Tous les drapeaux des nations représentées dans le camp de Dachau formaient une haie d’honneur, portée par les jeunes du lycée de Dachau. Après de nouveaux discours, le cortège s’est mis en marche, précédé du Livre des Morts porté cette année par Arthus Haulot, suivi des porte-drapeaux, des déportés présents et des autorités, traversant l’allée centrale du camp jusqu’au grand chapiteau de l’Appelplatz. La traversée du camp, sous la pluie, s’est effectuée au son des cloches et pouvait être suivie sur des écrans géants installés sous le chapiteau, permettant à ceux qui ne pouvaient se rendre au crématorium de participer à la cérémonie.
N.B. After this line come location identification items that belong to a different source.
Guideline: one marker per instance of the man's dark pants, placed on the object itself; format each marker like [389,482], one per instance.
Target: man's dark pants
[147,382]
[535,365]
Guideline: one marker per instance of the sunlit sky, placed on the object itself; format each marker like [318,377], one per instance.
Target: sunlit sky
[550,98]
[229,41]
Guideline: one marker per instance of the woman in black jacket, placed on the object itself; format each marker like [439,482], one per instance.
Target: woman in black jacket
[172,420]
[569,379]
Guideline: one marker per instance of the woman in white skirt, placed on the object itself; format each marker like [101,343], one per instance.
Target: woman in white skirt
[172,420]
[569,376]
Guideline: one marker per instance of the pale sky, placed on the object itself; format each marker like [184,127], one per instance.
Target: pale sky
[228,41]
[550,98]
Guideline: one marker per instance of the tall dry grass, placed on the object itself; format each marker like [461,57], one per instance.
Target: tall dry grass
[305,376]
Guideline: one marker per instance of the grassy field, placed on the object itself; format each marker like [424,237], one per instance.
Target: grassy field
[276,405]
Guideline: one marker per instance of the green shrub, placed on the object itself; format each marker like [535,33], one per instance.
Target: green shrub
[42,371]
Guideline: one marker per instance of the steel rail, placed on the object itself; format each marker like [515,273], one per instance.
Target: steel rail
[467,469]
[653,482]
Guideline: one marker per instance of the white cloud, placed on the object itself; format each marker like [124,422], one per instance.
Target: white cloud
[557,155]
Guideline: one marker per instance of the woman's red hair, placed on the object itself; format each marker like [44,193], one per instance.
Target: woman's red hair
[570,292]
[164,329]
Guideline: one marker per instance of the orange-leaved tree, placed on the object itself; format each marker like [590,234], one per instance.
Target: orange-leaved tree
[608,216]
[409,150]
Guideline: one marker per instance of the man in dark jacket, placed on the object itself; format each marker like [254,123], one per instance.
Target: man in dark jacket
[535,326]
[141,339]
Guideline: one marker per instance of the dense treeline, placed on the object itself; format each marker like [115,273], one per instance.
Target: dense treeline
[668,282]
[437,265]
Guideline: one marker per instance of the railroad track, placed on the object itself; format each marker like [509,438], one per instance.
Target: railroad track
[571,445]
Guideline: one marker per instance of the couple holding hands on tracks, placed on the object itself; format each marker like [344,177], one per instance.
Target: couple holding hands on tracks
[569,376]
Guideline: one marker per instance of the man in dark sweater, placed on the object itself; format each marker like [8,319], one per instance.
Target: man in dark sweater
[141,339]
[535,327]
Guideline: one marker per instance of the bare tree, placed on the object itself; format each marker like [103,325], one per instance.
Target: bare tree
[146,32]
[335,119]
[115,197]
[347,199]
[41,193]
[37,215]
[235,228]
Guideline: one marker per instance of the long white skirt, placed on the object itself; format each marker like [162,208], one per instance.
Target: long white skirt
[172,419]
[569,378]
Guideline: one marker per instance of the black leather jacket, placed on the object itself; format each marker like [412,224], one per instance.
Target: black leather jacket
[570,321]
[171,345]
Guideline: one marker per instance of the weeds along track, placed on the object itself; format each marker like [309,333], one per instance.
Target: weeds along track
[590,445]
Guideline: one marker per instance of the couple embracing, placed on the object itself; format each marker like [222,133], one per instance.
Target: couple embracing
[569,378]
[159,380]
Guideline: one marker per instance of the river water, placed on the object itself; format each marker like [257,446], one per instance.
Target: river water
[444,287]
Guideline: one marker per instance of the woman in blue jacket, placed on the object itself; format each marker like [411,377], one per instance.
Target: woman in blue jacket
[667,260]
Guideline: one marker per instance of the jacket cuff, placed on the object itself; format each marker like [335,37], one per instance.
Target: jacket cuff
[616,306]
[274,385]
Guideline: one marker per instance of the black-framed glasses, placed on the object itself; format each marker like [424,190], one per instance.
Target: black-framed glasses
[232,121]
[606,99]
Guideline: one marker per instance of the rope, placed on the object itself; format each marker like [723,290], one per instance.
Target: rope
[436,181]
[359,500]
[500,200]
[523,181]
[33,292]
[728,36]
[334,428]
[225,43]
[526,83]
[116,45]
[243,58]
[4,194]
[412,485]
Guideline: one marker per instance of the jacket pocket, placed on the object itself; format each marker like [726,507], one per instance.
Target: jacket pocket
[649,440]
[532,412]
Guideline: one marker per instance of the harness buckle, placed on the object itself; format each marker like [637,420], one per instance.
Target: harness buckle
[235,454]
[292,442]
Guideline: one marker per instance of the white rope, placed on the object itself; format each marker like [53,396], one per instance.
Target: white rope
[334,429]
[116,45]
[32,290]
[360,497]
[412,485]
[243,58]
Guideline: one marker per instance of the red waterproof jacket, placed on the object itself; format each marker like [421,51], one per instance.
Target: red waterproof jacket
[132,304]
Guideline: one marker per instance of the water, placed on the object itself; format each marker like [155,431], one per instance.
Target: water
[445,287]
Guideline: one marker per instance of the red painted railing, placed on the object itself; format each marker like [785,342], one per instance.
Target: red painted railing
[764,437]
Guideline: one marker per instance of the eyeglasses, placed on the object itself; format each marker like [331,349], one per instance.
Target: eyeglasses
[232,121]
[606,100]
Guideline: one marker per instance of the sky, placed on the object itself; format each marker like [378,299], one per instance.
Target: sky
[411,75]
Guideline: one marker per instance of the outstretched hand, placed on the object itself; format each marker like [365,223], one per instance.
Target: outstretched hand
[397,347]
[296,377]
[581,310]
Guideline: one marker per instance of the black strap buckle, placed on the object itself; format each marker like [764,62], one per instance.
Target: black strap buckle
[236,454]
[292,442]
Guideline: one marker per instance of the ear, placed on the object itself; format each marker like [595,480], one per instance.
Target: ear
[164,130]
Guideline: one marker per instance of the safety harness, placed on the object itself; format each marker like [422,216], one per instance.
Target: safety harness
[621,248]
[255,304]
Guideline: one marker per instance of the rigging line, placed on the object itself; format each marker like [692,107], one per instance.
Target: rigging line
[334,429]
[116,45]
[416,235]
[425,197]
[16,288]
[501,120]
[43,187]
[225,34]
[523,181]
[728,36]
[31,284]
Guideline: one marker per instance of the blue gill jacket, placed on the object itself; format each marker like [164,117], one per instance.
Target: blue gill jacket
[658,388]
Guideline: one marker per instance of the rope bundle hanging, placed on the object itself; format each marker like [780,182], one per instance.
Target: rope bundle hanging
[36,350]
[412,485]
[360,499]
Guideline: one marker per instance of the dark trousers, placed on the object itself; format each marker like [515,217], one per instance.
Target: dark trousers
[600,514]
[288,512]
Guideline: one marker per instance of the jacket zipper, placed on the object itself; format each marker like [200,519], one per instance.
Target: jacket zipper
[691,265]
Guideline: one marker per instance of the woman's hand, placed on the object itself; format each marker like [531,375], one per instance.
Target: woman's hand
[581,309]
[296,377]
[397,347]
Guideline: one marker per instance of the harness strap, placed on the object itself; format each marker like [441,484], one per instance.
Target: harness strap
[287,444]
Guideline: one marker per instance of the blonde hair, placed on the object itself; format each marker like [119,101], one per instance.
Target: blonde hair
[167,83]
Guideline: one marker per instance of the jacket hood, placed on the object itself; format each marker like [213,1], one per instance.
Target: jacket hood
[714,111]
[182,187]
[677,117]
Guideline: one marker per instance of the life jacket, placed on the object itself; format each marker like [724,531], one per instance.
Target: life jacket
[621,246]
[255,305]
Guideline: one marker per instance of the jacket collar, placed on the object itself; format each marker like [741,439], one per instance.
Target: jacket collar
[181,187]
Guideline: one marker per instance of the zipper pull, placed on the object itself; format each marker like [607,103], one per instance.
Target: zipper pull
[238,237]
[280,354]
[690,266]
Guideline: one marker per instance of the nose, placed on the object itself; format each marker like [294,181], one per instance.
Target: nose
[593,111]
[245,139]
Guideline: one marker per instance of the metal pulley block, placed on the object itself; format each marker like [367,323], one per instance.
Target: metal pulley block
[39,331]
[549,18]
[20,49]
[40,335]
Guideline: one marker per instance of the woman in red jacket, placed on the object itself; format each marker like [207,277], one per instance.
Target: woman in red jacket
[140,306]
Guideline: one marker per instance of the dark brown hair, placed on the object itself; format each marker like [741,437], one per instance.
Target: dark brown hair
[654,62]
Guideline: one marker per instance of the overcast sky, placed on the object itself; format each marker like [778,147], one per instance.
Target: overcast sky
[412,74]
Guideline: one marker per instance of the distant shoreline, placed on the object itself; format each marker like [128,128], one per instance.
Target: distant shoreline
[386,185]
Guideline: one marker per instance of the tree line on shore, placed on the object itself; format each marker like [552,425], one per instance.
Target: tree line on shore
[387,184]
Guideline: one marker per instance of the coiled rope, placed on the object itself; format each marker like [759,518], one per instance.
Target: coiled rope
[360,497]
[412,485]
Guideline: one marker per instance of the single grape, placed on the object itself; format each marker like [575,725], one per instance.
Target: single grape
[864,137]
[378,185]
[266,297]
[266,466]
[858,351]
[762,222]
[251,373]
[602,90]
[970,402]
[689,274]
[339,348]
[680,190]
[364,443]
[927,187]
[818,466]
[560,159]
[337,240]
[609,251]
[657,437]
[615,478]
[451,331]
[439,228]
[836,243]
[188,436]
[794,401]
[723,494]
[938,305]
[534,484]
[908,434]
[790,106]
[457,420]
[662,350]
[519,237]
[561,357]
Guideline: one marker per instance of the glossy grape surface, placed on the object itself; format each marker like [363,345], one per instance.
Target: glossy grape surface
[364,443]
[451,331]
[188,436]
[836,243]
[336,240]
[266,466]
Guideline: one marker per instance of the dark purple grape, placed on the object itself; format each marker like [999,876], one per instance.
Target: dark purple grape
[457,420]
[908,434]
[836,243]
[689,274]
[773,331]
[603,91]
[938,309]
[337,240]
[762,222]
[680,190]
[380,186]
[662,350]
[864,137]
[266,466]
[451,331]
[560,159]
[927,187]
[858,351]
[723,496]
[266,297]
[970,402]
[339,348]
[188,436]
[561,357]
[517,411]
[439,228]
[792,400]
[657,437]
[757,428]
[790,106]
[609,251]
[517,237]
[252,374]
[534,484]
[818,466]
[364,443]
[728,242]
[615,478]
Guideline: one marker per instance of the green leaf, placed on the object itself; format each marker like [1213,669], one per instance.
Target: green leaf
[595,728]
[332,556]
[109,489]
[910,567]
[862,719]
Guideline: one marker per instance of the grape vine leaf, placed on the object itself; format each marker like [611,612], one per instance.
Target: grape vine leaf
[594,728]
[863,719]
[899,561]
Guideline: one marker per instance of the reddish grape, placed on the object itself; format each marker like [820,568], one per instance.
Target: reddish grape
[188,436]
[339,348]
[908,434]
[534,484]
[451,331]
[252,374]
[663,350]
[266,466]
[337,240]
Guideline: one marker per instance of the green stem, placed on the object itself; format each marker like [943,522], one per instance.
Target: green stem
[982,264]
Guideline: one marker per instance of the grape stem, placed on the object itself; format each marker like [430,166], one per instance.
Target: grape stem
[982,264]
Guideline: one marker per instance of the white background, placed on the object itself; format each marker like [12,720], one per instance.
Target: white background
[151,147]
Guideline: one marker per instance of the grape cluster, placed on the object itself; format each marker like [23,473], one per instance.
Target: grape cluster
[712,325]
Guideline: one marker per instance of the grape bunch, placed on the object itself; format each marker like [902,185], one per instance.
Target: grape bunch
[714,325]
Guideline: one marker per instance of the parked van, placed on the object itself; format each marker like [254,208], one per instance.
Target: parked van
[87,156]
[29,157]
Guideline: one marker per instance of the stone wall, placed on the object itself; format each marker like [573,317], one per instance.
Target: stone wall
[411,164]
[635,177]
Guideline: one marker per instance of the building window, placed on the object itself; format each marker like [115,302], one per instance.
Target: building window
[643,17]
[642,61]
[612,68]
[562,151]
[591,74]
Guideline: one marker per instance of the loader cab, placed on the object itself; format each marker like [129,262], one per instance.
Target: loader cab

Les discours des autorités allemandes ont ensuite débuté, avec le mot de bienvenue de Gabrielle Hammermann, directrice du Mémorial de Dachau, suivi de Karl Freller, directeur de la Fondation des mémoriaux bavarois, et de Dominique Boueilh, président du Comité International de Dachau. Nous avons ensuite écouté Julia Köckner, présidente du parlement fédéral allemand, Bud Gahs, représentant des libérateurs et vétéran des troupes américaines, ainsi que les témoignages de Jean Lafaurie, Abba Naor et Leslie Rosenthal. Ulrike Scharf, ministre de la Famille, du Travail et des Affaires sociales de l’État de Bavière, et Ilse Aigner, présidente du parlement bavarois, ont également pris la parole.
Nous remercions le Quatuor du Jewish Chamber Orchestra de Munich, qui a accompagné les transitions entre les discours et les témoignages.
Un hommage aux anciens déportés décédés dans l’année a été rendu par Joséphine Hildinger et Clea Schendel, en service civique culture et éducation au Mémorial de Dachau, suivi d’une minute de silence.
Nous avons ensuite été invités à nous recueillir auprès des gerbes préalablement déposées, en commençant par les autorités, puis nation par nation. Nous avons chanté le Chant des marais, accompagné par le clairon, avant de nous incliner et de nous recueillir en mémoire de tous les déportés qui ont donné leur vie pour notre liberté.